I picked up this DVD some 30-years ago in Kim's
Video store in NYC. It turned out to be a Region 2 disc which at the time
I could not play. So, it sat alone, frustrated and forgotten for years till
I figured out how to rip films and was able to do that with any Region. At
the time I bought it, I was under the impression that this had a very good
reputation as one of Peter Seller's better films. It turns out I was wrong
about that. It is generally slammed loudly like the door of a spurned lover.
For a comedy, looking for laughs is hard to find but I still found the film
intriguing and oddly pleasant. It has a European flavor that appealed to
me. The setting in Barcelona or make that Barthalona gives it that feel but
so does the wisp of a plot that is sexy and silly.
Olimpia is a gold digger par excellence.
She has one man giving her a Maserati, another a Porsche and the keys to
his apartment which he is no longer allowed to enter. They adore her and
want to smother her with kisses but she is always looking for a target higher
up on the food chain. She is played by Britt Ekland who at the time was married
to Sellers and simply looks scrumptious. Men are movable pieces to her and
she and her maid are chess players of love. Into this walks a poor singing
matador of small talents but large ambitions. Juan Batista. He announces
to a club owner that I will gladly perform in your club. I sing before the
bull fight, after and during. The impresario (Adolfo Celi) will only hire
him if he is able to seduce Olimpia in three days.

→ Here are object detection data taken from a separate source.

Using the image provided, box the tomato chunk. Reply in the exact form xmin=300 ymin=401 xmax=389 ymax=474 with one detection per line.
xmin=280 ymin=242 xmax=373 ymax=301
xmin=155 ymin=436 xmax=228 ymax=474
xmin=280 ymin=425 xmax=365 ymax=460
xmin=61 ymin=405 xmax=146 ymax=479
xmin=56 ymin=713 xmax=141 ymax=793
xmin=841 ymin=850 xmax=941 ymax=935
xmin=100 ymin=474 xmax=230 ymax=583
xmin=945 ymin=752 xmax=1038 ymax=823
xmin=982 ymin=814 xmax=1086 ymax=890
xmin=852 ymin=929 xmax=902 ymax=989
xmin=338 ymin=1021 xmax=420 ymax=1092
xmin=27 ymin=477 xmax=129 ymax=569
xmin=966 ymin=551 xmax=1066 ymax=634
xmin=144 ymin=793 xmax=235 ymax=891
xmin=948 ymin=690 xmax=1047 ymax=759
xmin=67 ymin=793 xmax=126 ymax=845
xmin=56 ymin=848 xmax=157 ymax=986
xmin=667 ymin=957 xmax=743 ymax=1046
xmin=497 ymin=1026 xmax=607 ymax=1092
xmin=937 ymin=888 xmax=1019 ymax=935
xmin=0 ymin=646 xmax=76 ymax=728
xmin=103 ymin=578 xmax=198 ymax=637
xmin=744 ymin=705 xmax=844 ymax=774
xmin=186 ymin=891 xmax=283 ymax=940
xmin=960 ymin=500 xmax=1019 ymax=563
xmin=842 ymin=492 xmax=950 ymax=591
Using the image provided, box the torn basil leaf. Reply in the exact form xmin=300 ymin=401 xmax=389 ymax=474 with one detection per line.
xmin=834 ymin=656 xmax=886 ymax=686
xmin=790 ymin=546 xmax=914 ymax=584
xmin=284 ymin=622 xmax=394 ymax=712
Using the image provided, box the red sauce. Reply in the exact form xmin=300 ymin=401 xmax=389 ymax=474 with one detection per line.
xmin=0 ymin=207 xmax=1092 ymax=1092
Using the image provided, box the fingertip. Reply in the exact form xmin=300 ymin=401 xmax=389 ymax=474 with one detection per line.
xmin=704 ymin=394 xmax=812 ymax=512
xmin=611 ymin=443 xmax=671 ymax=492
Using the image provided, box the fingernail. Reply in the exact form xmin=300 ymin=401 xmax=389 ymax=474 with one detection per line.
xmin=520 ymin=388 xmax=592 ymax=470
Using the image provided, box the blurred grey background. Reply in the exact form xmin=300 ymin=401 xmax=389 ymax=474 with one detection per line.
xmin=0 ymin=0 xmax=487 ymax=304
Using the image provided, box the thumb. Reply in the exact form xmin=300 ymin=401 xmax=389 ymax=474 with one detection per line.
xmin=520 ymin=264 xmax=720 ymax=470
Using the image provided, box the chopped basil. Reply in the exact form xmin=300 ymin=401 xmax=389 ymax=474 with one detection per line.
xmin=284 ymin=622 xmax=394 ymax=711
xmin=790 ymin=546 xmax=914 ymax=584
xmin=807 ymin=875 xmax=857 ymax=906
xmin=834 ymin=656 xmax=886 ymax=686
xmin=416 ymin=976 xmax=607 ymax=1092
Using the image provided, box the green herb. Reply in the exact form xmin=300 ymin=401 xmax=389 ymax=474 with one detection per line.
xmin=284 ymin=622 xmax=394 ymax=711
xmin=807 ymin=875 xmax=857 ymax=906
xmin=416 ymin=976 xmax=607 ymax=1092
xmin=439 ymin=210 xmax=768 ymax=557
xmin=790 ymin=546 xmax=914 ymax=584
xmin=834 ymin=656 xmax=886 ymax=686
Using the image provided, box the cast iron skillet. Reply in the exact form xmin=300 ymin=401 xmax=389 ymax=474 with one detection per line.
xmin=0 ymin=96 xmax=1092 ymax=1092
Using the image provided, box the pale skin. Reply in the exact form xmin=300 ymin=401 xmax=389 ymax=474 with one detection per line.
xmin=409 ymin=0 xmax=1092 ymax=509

Juan embarks on a brilliant campaign full
of deception, charm, alcohol, fast talk to con her into thinking she has
hit the big time - not with him - but the man he represents - the Count.
Royalty. It really isn't a comedy - more a seduction that plays out as absurd.

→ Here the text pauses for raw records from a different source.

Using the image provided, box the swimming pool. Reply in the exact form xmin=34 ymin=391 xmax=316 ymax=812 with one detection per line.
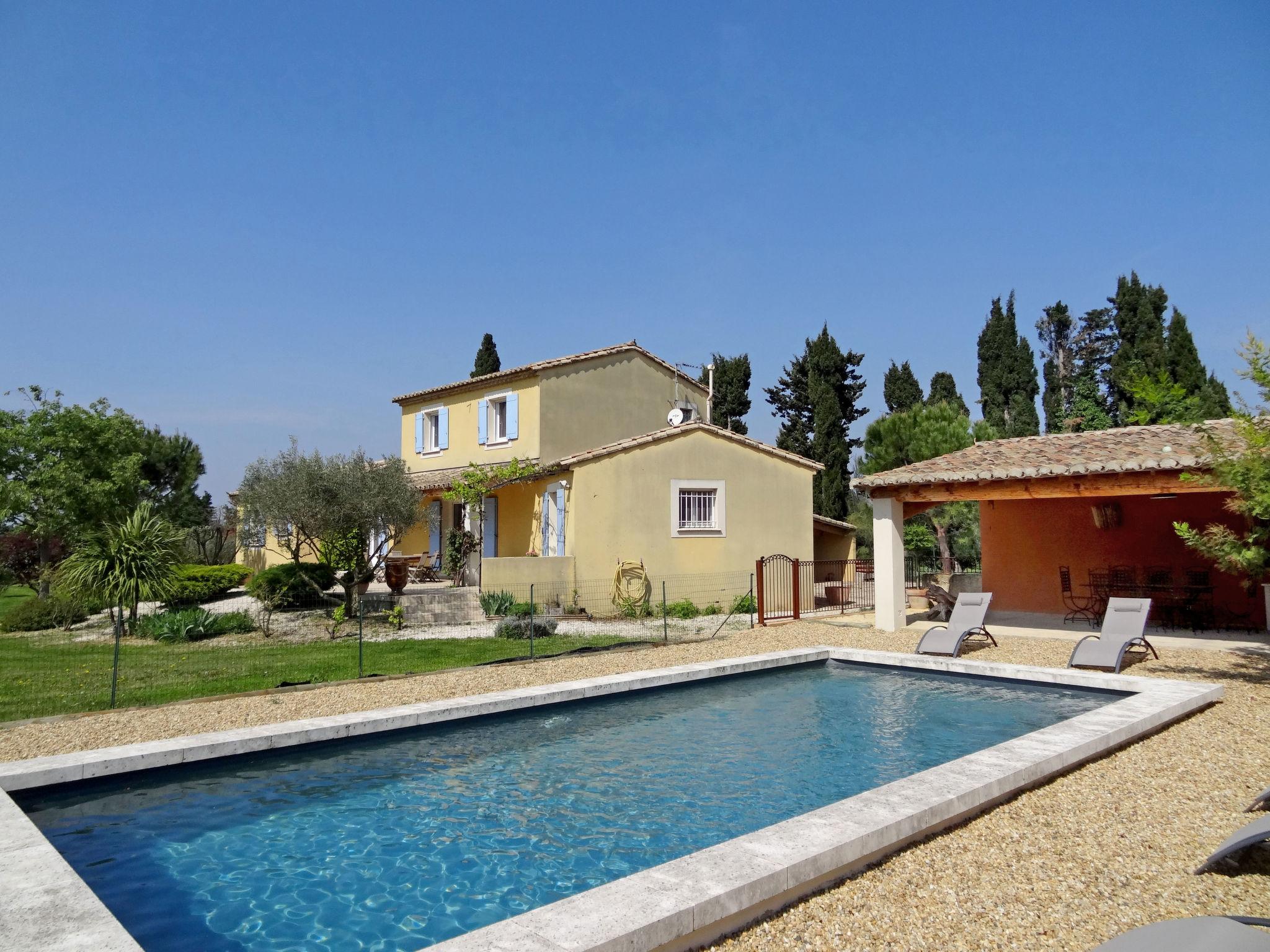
xmin=16 ymin=660 xmax=1126 ymax=952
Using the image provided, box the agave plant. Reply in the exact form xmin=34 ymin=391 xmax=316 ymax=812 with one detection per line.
xmin=58 ymin=503 xmax=185 ymax=632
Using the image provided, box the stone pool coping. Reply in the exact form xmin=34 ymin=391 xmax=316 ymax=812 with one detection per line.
xmin=0 ymin=647 xmax=1222 ymax=952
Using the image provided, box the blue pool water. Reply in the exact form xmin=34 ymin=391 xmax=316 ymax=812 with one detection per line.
xmin=18 ymin=663 xmax=1117 ymax=952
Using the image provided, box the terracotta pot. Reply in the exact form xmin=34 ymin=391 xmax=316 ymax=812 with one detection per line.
xmin=383 ymin=561 xmax=411 ymax=596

Sellers plays it straight-ish - just solemnly telling her lie after lie -
and his abject apologies for the rudeness of the Count are clever. They intersperse
other items into the narrative - a lengthy flamenco dance, a visit to a love
nest where Sellers sings The Girl from Barcelona and of course his comeuppance.
I expect people will go into a Seller's film expecting Pink Panther like
comedy and are quite disappointed that the laughs here are fewer than in
a Godard film. Perhaps it started off as a comedy but somewhere along the
way it becomes a bittersweet portrait of a man.